Nicol Zanzarella a trop peu lu pour que j'aie pu me faire une opinion définitive. A priori, son jeu me plaît.

lundi, 29 février 2016

Paper mage, de Leah Cutter.

Paper Mage

Note: À ma connaissance, ce livre n'a pas été traduit en français.

L'ouvrage:
Xiao Yen est une jeune mage. Elle crée des animaux par pliages, et ils prennent vie.
La jeune fille doit quitter son village natal (Balfang) afin d'accomplir sa première mission: la protection d'étrangers.

Critique:
Ce roman m'a beaucoup plu, et paradoxalement, j'ai eu du mal à avancer ma lecture. Je pense que cela tient au fait que les chapitres alternent les époques: certains racontent la mission de Xiao Yen, les autres détaillent sa formation à la magie. J'étais toujours déçue de finir un chapitre concernant la mission et de revenir à un moment racontant la formation. Pourtant, ces chapitres étaient intéressants. Cette structure engendre fatalement des longueurs. Par exemple, à un moment, Xiao Yen se demande ce qu'elle doit faire: être mage ou se marier. Étant donné qu'elle part en mission, nous savons déjà ce qu'elle a choisi. L'avantage de cette structure est qu'on se fait une idée de l'héroïne par petites touches. On sait très vite qu'elle agit pour faire plaisir à sa tante, et à mesure de la lecture, on voit qu'à la fin de sa formation, rien n'était sûr pour elle. Tiraillée entre des désirs contraires dans lesquels il était ardu de déceler sa volonté propre, la jeune fille attire la sympathie du lecteur.

Quant à sa mission, on y trouve de l'aventure, de la magie, de l'humour, de l'amitié, de la douleur... D'ailleurs, je n'étais pas du tout préparée à ce qui arrive après que Xiao Yen et Udo sont arrêtés... Je ne sais pas pourquoi je ne m'y attendais pas. Cela m'a d'autant plus surprise... Cela veut dire que l'auteur a su l'amener.

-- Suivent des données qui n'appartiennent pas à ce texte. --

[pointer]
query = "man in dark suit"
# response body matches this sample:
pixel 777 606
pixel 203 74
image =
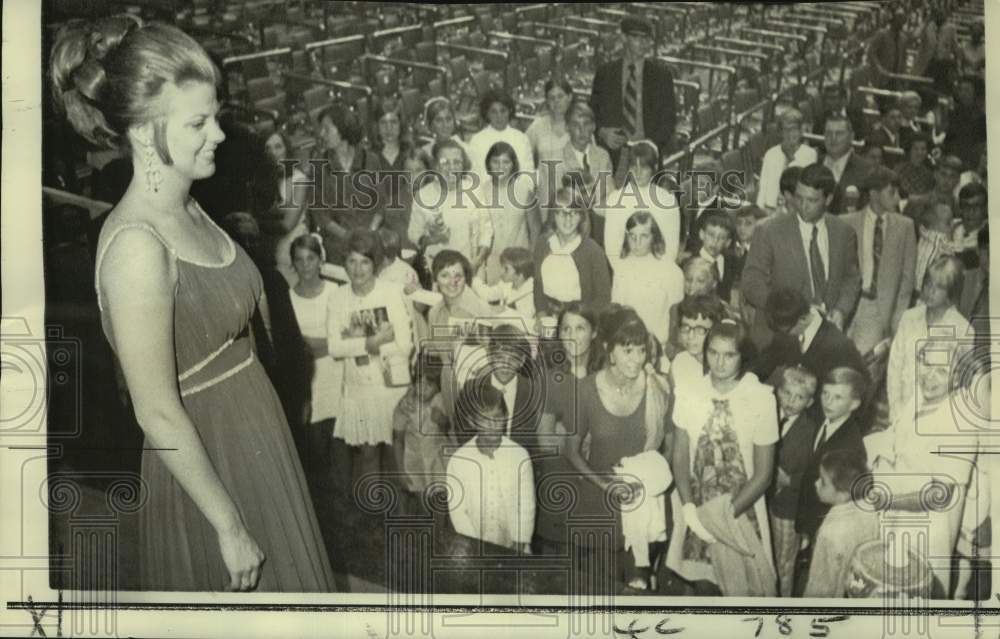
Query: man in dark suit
pixel 810 252
pixel 633 98
pixel 849 169
pixel 835 103
pixel 804 338
pixel 840 429
pixel 510 369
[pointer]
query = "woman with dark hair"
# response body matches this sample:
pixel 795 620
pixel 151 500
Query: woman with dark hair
pixel 622 410
pixel 496 108
pixel 547 133
pixel 935 312
pixel 643 279
pixel 454 322
pixel 444 215
pixel 312 298
pixel 176 297
pixel 569 266
pixel 439 116
pixel 368 330
pixel 290 215
pixel 351 198
pixel 513 209
pixel 723 458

Xiao Yen est un personnage attachant. Elle fait ce qu'elle pense devoir faire, elle commet des erreurs, se remet en question... L'une de ses erreurs est assez cruelle pour elle (je parle du «vent de Dieu»), mais elle finit par s'en accommoder. Elle apprend de ses erreurs et des coups bas que lui fait la vie... Elle est attendrissante à cause de ce qu'elle pense quant à sa «chance».

Mei Mei est assez difficile à cerner. On comprend bien pourquoi elle est devenue égoïste. D'ailleurs, si certains le lui reprochent, Xiao Yen se met à sa place. Elle n'hésite pas à entraîner sa nièce dans quelque chose qui ne lui convient pas forcément, reproduisant par là ce qu'elle a subi. Il semblerait que Xiao Yen finisse par y trouver un certain intérêt.

Udo et son frère sont des «étrangers». J'ai bien aimé la confrontation des deux cultures, notamment lors de la discussion sur les pommes, chez Young Lu.

J'ai apprécié de ne pas trouver une histoire d'amour sirupeuse, du moins, pas entre Xiao Yen et quelqu'un. En effet, j'en ai un peu assez des romans où les jeunes héros trouvent très vite l'amour et où cet amour est tout de suite extrêmement fort.

La version audio que j'ai entendue a été enregistrée par Emily Woo Zeller pour les éditions Audible Inc.
J'aime beaucoup Emily Woo Zeller. Sa lecture et son jeu sont naturels. Elle parvient à modifier sa voix pour certains personnages sans que ce soit affecté.